The class of RE is for clothing, the house, furniture, housekeeping and the family.

The words of four syllables beginning with DO are dedicated to [religion].
EXAMPLES:
Ddsod, gospel, bible;
Dmss, superstition;
Dffd, Easter

The feminine alone is indicated, in speech, by accenting the last vowel. (The masculine gender is the unmarked default.)

To put that in perspective, the Swadesh list at the back doesn't list a word for big. But God forbid we can't say Satan and Easter.

In fact, the thing repeatedly touted as giving the language its neutrality (its lack of resemblance to natural language) ironically makes it unable to take new loanwords. The already lacking vocabulary might be fine if it were possible to loan in words like "ramen", "LGBT", or "Africa", but it isn't. I'm not a Toki Pona enjoyer by any means, but at least you can import people's names. It's hard to imagine an auxlang being able to truly connect people across the globe when you can't name your local food in it.

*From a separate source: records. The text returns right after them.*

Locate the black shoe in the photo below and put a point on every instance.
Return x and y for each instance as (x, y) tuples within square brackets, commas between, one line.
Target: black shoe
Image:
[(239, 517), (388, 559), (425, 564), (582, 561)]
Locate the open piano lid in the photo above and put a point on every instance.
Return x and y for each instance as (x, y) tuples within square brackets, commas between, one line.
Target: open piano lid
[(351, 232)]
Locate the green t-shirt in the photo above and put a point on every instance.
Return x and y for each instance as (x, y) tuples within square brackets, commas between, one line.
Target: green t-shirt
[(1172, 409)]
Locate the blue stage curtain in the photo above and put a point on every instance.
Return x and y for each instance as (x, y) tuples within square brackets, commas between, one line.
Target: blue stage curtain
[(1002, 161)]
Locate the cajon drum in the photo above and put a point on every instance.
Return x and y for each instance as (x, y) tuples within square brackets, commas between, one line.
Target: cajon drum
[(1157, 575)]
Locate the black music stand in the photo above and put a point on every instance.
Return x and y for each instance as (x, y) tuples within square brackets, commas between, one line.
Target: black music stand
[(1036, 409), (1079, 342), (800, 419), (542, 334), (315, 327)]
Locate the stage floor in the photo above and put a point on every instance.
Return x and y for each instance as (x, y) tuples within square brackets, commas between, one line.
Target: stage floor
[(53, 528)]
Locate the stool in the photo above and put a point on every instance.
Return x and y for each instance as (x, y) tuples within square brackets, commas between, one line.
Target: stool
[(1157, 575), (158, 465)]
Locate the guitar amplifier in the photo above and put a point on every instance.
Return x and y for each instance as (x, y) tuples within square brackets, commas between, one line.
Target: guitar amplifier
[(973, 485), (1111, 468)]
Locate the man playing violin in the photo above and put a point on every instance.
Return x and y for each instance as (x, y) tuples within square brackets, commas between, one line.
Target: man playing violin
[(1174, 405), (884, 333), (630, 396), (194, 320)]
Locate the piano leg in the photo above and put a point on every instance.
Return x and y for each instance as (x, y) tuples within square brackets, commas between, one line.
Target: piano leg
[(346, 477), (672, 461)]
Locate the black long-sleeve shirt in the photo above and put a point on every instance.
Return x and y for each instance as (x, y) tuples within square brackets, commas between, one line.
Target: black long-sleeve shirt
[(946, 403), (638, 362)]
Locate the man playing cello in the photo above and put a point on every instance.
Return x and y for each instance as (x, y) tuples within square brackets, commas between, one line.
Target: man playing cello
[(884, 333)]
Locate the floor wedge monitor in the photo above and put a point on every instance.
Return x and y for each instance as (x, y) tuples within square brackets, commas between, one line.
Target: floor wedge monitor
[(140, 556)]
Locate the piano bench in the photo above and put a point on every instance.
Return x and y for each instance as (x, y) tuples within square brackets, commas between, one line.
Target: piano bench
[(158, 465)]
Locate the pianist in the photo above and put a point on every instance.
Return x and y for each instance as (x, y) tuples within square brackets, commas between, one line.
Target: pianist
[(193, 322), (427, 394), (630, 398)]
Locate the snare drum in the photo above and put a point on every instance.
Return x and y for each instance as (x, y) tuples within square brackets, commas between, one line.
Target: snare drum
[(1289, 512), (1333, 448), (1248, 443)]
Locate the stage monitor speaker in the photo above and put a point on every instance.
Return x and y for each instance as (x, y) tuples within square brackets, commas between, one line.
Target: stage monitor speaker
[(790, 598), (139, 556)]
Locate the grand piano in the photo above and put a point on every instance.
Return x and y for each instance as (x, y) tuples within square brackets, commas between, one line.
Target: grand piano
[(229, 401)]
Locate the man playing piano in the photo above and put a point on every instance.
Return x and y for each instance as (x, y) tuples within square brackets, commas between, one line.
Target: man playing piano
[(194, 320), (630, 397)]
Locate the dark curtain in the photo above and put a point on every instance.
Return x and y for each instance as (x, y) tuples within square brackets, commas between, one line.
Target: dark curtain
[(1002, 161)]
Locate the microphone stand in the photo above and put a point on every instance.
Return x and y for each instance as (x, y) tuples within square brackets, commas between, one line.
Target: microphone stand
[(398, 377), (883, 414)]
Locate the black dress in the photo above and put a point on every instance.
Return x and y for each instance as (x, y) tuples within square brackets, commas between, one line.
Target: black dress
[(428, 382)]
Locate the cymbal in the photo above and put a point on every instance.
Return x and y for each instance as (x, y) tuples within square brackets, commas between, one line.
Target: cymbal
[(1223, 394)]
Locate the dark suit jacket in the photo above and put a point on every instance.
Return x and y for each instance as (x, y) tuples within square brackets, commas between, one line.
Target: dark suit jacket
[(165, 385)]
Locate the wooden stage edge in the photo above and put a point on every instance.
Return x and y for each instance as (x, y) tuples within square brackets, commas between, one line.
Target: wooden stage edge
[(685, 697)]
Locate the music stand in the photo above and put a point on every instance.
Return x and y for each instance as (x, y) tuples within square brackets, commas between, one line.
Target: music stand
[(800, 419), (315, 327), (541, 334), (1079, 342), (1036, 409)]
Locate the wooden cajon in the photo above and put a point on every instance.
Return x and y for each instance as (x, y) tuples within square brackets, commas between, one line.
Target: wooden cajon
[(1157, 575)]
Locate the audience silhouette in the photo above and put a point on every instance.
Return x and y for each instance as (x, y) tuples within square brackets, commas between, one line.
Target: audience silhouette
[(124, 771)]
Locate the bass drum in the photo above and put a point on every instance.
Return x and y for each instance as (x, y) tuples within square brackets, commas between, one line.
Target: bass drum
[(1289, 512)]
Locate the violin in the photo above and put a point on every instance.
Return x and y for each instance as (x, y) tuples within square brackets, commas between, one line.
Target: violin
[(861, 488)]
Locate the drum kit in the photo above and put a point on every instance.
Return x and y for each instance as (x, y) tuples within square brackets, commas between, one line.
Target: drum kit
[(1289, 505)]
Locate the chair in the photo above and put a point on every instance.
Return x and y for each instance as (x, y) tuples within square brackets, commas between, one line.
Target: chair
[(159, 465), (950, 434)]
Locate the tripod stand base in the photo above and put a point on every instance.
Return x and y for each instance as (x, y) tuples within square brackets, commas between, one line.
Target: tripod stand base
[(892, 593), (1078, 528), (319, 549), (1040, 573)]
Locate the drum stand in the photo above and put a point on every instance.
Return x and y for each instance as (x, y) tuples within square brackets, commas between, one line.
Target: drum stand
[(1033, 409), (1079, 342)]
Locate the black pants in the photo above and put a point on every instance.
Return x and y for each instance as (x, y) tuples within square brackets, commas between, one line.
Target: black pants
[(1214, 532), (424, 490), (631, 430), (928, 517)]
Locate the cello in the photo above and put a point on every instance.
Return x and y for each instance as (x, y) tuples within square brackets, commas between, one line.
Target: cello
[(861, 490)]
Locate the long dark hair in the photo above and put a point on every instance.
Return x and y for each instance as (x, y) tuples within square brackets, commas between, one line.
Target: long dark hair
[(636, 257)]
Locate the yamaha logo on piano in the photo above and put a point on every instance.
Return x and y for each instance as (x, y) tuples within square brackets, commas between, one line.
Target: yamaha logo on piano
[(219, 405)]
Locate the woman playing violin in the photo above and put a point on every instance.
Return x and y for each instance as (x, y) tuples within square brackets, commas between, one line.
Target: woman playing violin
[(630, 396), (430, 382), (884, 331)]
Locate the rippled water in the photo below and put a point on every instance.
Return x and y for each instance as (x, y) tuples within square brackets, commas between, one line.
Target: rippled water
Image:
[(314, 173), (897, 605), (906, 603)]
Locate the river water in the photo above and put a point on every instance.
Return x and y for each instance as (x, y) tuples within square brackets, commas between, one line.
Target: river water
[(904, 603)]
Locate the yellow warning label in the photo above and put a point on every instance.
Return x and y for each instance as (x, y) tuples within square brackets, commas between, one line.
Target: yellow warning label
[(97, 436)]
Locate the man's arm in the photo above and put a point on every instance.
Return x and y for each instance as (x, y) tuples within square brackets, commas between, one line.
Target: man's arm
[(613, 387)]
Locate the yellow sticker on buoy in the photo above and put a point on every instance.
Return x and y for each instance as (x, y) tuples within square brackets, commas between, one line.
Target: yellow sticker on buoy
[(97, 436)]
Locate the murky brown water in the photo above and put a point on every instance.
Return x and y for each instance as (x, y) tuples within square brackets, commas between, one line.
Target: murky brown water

(Editing to clarify: Of course it's possible for a language that doesn't use IPA symbols to loan words. ASL, for example, has a vocabulary for nationalities, and the ability to fingerspell. The difference is that Solresol is already struggling for inventory space, and can't make room for hundreds of nationalities and/or dozens of letters. I'm also willing to bet that Sudre and Gajewski were too auxlangpilled to accept a syncretic relationship with a natural language, like the one ASL has with English.)


Solresol's main weakness is a weakness of western music theory-- it confuses notes for music. That means that, other than "auxiliary" aspects like accenting feminine syllables, it's a language with an extremely small, not-even-that-distinct syllabry. To quote legendary bassist Victor Wooten:

The reason many musicians get frustrated when start to play... is that they rely on notes to express themselves. There are only twelve notes. Imagine trying to speak a whole language using only twelve words.

(To be clear, he's not talking about Solresol. The absurdity of a musical language spoken in only notes is just such a delicious metaphor that it comes up unrelatedly.)

Music is made in rhythm! If the boundaries of words are getting lost, just give them a predictable beat to latch onto! Imagine a system of "triconcosonantal" (tri-tonal?) roots, with different forms being made by partitioning a measure of 3/4 time differently-- maybe do-re-mi sung in even quarters is "music", but do-re-mi sung as two eighths, a quarter note, and a quarter rest is "to play music". And so on, and so forth. That's more words with more visible grammar (that is, if you don't quite catch a word but hear it's even quarters, you can guess it's a noun)-- we have our cake and eat it too.

You could even reserve an easy-to-catch rhythm like double dotted quarters for particles that begin a sentence Lojban-style, perhaps encoding information about the subject or the mood.

In fact, with rhythm adding more words into the language, we could get away with "taking away" some of the harder-to-distinguish or harder-to-sing ones. For example, I think non-musicians have difficulty with ascending DO-LA, particularly distinguishing it from DO-SOL, and that's fine now-- we can space things out a little better. That's progress toward the problem that solresol is hard to sing.

The "conlang from the 1800s" thing is easy enough to solve (just don't add a contrived femininity marker as an afterthought!) but the loaning problem is not. Perhaps we accept our fate as "mostly worse toki pona but at least the word for news is the NBC jingle", and join the ranks of meme languages alongside "conlang where every word is a variation of uwu" and "conlang where every word is a false cognate of English". Perhaps we need to leave behind the dream of a musical auxlang, and with it the humanist dream that mutual unintelligibility is the root of the world's problems, that class enemies and powerful bigots could be debated down from their lofty positions if only we had the words.

...although there are some natural languages where speakers can speak at long distances with drums and/or whistling, encoding rhythm and pitch. Inshallah Enlightenment humanism doesn't have a chance, but loanwords do. I leave it as an exercise to the reader.